KStars loads 41560 stars in 225ms!!!
June 4, 2008
“We all know Linux is great…it does infinite loops in 5 seconds.”
–Linus Torvalds
KStars is now no longer far behind, thanks to James Bowlin. James seems to know every bit of computer architecture. One interesting thing that I learnt from him, after he repeatedly tried to put it into my head, is that malloc()s are like hard disk seeks. You had better do a BIG malloc() at once than make several small malloc()s. He knew for sure, that much of the time KStars spent in loading stars in the StarComponent::readData() method went into the constructors!
So he suggested something that I initially thought was un-implementable: Forget C++ constructors. Let’s do our own memory management. Create a template StarObject with some default data initialized in it. Whenever you want to create a new StarObject, just memcpy() it to make a new one!
Now, the first question I asked is what about those memory allocations that the constructor does? For instance, StarObject::StarObject() creates a new QString to store the spectral type. James said we’d take care of that by allocing them in a StarObject::init() function that sets up our freshly copied StarObject. I still had a lot of doubts in mind.
I decided to jump in and see what happens. Went and made some changes in StarObject - implemented a StarObject::init() that did the job of a constructor, and after a few segfaults, changed StarObject::SpType from QString, to QString *, so that I could alloc it freely at my will. Now, this could create some bugs and memory leaks in KStars if not used properly, but every programmer will have the sense to look at my “WARNING:” comments.

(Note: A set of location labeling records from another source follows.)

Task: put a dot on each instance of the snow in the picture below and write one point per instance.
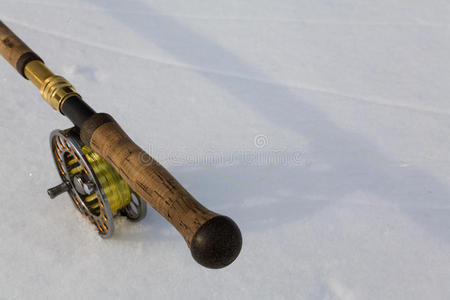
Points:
(321, 127)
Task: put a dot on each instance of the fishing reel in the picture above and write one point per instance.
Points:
(96, 189)
(107, 174)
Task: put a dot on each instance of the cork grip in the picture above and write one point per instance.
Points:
(215, 240)
(14, 50)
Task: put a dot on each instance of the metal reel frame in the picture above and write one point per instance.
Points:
(67, 146)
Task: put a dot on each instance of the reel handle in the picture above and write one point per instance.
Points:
(215, 241)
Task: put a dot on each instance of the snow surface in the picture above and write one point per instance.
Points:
(322, 127)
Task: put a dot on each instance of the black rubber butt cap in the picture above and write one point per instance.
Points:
(217, 243)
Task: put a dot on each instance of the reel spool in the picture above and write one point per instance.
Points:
(96, 189)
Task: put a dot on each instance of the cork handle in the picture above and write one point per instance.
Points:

I couldn’t believe that it actually worked! And I was really amazed to see the whooping 6x increase in speed, with the readData() method taking 6 microseconds per star instead of the earlier 42!!!
I had some funny idea of how C++ might store the class, but it turned out to be different. I still don’t know how it does that - it looks fuzzier after I implemented this.
I’m pretty sure that things will break (and segfault) when KStars learns to remember the user-added information links and observation log in the Detail dialog. We will probably fix this in the trunk before the KDE4.1 release, but that means that I’ll have to make some more changes before it safely merges into the branch.
I’m now trying another suggestion that James made, about loading all star name data into memory, to avoid the disk head seeking between two different files. Now that the fread() that grabs the data from the binary files takes a significant fraction of the load time, this might be an important factor. Earlier, it would’ve simply gotten buffered by the time StarObject::StarObject() would finish. This requires me to add a header to the star name file describing the number of records, so that’s going to change everything right from the data file generating program. I can’t wait to see how much of an efficiency boost I’ll get. It might not be much, though.
June 5, 2008 at 7:34 pm
Congratulations!
I’m just wondering, have you tried profiling KStars to see where things are getting bottlenecked?
<pimp class=”shameless”>
Anjuta has a great profiler plugin, which gives you a beautiful call graph and stats table among other things…
</pimp>
June 6, 2008 at 1:45 am
Well… I’m still far from using an IDE. I don’t know how to use KDevelop / Eclipse / Anjuta. Some day, I must spend time converting EMacs into the powerful IDE that it can be. Something that integrates with my terminal would be heaven.
Well, you must teach me how to use Anjuta to do such things. I dunno if other IDEs provide such features, so I might want to use Anjuta for these things.
Thanks for the tip, and happy hacking.
June 8, 2008 at 4:00 pm
Looks like very interesting work
Nice to know 
Just in case, you might probably also try to use placement new[1] to allocate StarObject.
Also, would it be possible to load the star data in separate thread so that you can be responsive atleast. Ofcourse this doesn’t increase the loading time, but the stars will get loaded in the background.
[1]
http://www.parashift.com/c++-faq-lite/dtors.html#faq-11.10
http://www.parashift.com/c++-faq-lite/dtors.html#faq-11.14
June 8, 2008 at 8:41 pm
Hmm… I hope the placement new will not “construct” the object. Thanks for that information. I’ll test the speed of this operator and of it doesn’t cause any overhead, I’ll consider modifying the code to use that.
We were already considering loading stars in a different thread, but maybe that’s for later. Besides, this portion of the implementation is only for the stars that are loaded once, during startup, where loading in a different thread is of no use. However, that, and nonblocking file reading will help immensely for dynamic loading of stars, during runtime, when we need to display fainter stars.